Dapur MBG yang dikelola yayasan milik Antonius Weka, bekerja sama dengan SPPG YGTH (Alphard Graha Titian Harapan) dan tim ahli gizi BGN. Target peserta tahap awal: 1.079 siswa dari PAUD, SD, SMP, hingga SMA di Wolowae yang berjumlah 16 lembaga pendidikan. Launching perdana dihadiri dua Wakil Ketua DPRD setempat, Lukas Y.P Boleng dan Yohanes Siga.
Standar Gizi Terukur dan Pengawasan Ketat
Kepala Satuan Pelayanan Pemenuhan Gizi (SPPG) Kecamatan Wolowae, Maria Oktaviana Sena, menyatakan pelaksanaan program berlangsung dengan lancar dan dua kali distribusi setiap harinya untuk kelompok usia yang berbeda.
"Kami dua kali distribusi. Pertama ke anak-anak TK sampai kelas 3 SD di pukul 09:00 pagi selanjutnya di kelas 4 SD sampai SMA makanya di jam 12 siang pelaksanaan program makan bergizi gratis hari pertama ini berjalan aman dan lancar," ujar Maria Oktaviana Sena, Senin, 25 Agustus 2025.
Menurut data BGN, diperlukan 28 dapur umum di Kabupaten Nagekeo; dapur MBG Wolowae diklaim dapat melayani 3.000–4.000 porsi per hari dan berpotensi menjangkau hingga Kecamatan Maukaro, Kabupaten Ende.

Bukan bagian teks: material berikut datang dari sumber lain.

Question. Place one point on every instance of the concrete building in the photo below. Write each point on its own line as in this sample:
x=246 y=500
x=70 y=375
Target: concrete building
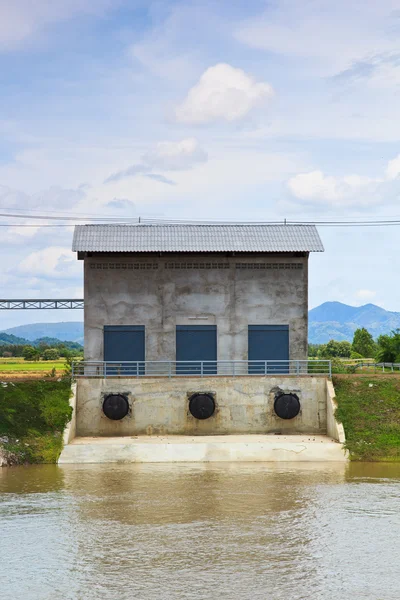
x=159 y=292
x=196 y=347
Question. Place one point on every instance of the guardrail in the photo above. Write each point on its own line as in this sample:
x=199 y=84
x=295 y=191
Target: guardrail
x=221 y=368
x=381 y=366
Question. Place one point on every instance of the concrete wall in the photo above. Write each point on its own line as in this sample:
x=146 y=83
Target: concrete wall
x=70 y=430
x=145 y=290
x=334 y=429
x=160 y=406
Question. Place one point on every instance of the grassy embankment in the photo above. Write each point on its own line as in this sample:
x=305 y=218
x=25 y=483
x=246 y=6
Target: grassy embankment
x=19 y=366
x=369 y=408
x=33 y=415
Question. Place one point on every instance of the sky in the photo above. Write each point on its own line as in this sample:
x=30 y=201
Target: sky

"Untuk satu dapur seharusnya bisa mengakomodir 3.000 sampai 4.000 porsi, misalnya di Kecamatan Wolowae ini bahkan bisa menjangkau sampai ke Kecamatan Maukaro, Kabupaten Ende," sambung Maria Oktaviana.
PMBG bertujuan tidak hanya memenuhi “kenyang” tetapi juga kebutuhan energi, protein, vitamin, dan mineral sesuai usia siswa. Ahli gizi dari BGN bertanggung jawab memastikan menu, persiapan, pengolahan, hingga pemorsian tetap sehat dan higienis.
Angka kecukupan gizi yang diberikan kepada siswa telah disesuaikan secara spesifik, misalnya siswa TK mendapat 328 kilokalori dan protein 25 gram, sedangkan siswa SD dan SMA memperoleh kebutuhan sesuai standar gizi yang dianjurkan, demi menunjang pertumbuhan dan prestasi belajar yang optimal.